うつを,くらしを,音楽を,ファッションを,ゆるり,ゆるりと。あと猫。

法隆寺 祈りとかたち展

LIFE

仙台市博物館で開催されている

東日本大震災復興祈念・新潟中越地震復興10年特別展

法隆寺 祈りとかたち展に行ってきました。

ちょーっと期待外れでした。

ぐっと心にくるものが足りませんでした。

それは,下調べをしないで展示のタイトルだけで行ったからでもあるんですが

展覧会の構成が

第一部 法隆寺ーその美と信仰 法隆寺仏教美術

第二部 法隆寺東京美術学校

第三部 法隆寺と近代日本美術

と,「いろんなものをちょっとずつね」的な構成だったので少々物足りなかったです。わたしは第一部を主に期待して行ってしまったわけですね。
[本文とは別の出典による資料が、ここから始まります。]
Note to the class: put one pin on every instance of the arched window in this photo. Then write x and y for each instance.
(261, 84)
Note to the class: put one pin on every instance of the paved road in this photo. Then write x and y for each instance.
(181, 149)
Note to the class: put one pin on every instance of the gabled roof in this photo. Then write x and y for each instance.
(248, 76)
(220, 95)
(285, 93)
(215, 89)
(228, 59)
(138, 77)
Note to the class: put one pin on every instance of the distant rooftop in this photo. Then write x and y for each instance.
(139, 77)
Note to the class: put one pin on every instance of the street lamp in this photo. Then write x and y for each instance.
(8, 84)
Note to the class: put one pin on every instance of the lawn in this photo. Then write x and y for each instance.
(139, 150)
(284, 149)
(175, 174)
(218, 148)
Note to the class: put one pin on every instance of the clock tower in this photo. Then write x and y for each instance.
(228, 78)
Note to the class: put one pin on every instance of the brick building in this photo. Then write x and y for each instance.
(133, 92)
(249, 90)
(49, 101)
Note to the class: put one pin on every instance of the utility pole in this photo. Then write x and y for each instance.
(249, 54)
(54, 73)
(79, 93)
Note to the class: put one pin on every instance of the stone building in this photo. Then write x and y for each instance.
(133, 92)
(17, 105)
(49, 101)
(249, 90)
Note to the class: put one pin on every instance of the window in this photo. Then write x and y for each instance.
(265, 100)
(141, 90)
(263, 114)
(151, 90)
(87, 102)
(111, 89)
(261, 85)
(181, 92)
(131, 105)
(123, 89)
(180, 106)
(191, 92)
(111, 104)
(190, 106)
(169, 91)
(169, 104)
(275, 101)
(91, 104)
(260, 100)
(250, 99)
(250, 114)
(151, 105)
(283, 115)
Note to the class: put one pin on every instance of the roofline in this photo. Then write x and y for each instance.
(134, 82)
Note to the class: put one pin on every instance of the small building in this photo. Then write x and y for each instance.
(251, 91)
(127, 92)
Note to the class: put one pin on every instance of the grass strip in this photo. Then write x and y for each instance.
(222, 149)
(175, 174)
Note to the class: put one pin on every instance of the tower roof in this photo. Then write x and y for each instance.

ガツンときたけりゃ現地に来いやあということなのかしら。・゚・(ノД`)・゚・。

 

でも,第2部の,岡倉天心が仏罰を恐れる僧たちを説得して調査に入るくだりは興味深かったです。

まあ,短期間の巡回展示だし

春休み期間だから子ども向けにということもあるんだろうし,

文化財を,いつ余震が来るともわからない被災地に出すリスクというのもあると思うし。(文化財は保護されるべき)

 

ただ,対峙した地蔵菩薩像(国宝)には圧倒されましたね。

全ての死者を救うということで,この被災地仙台にいらした仏像。

全ての人を救う。災害においても,戦禍においても,謀略においても,善意でも悪意でも,命を無くした人を等しく救うか。

 

わたしは仏教について全く無学ですけども,

この仏像は,何度災害を眼下に見てきたのだろう。今回の震災も,巡りめぐる時の流れの出来事の一つとして見ているに過ぎないのかなあとか,そもそもこれを掘った仏師は,この菩薩が遥か未来の災害で傷ついた心を救うことを見越していたのかなあとか,いろいろ考えてたらなんとも無常感を感じてしまいました。

 

ああ身体がかゆい。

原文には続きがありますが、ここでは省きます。